| Honest question: Do you think Generics will be an overall win for the Go language, or will they be overused / end up making code harder to read / harder reason about? I kind of hate looking at Go code containing generics. What previously was elegant and easy on the eyes is now annoying and muddled by the additional layer of abstraction. I'm saying this with sadness, as someone who fell in love with Go back in 2012 and still writes it at least weekly. Is it a better bet to move on and go full Rust, rather than bother with wherever the goggle golang train is headed? p.s. Even though code generation is [also] annoying and perhaps not ideal, I've rarely needed to use it and kind of liked that it was inconvenient - forcing me to think about problems differently. Certainly some problems will benefit from the addition of generics, but is it really enough to justify the added complexity? I wonder if this is a case of tragedy due to vocal minority. p.p.s. Generics in other languages like Java or Scala seem fine, as they are "kitchen sink"-style "all things to all people" languages. Such behemoths are nearly always clunkier and less easy to read than pre-generics Golang. |
Ecosystem aside, with Rust you'll get far better language design (generics fully integrated with everything (stdlib, consts, all libraries), sane error handling, sane dependency management, no "any" type, editions, and more. More complexity too though.

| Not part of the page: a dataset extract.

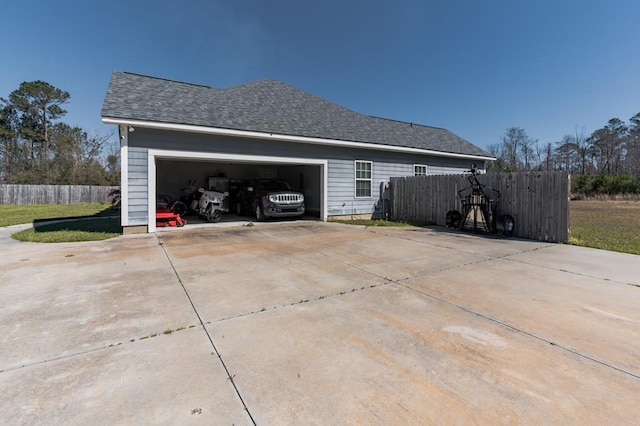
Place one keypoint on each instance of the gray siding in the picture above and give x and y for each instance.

> Certainly some problems will benefit from the addition of generics, but is it really enough to justify the added complexity?
Coming from languages that have them, it's just hard to take Golang seriously, where every library either ditches type safety (more runtime errors I wouldn't have with other language), or forces you to copy-paste code just because you need support for some new type (more boilerplate to maintain == more errors). Or reinvents generics with code generation and aboriginal characters.
Once you start using generics, they really aren't complex.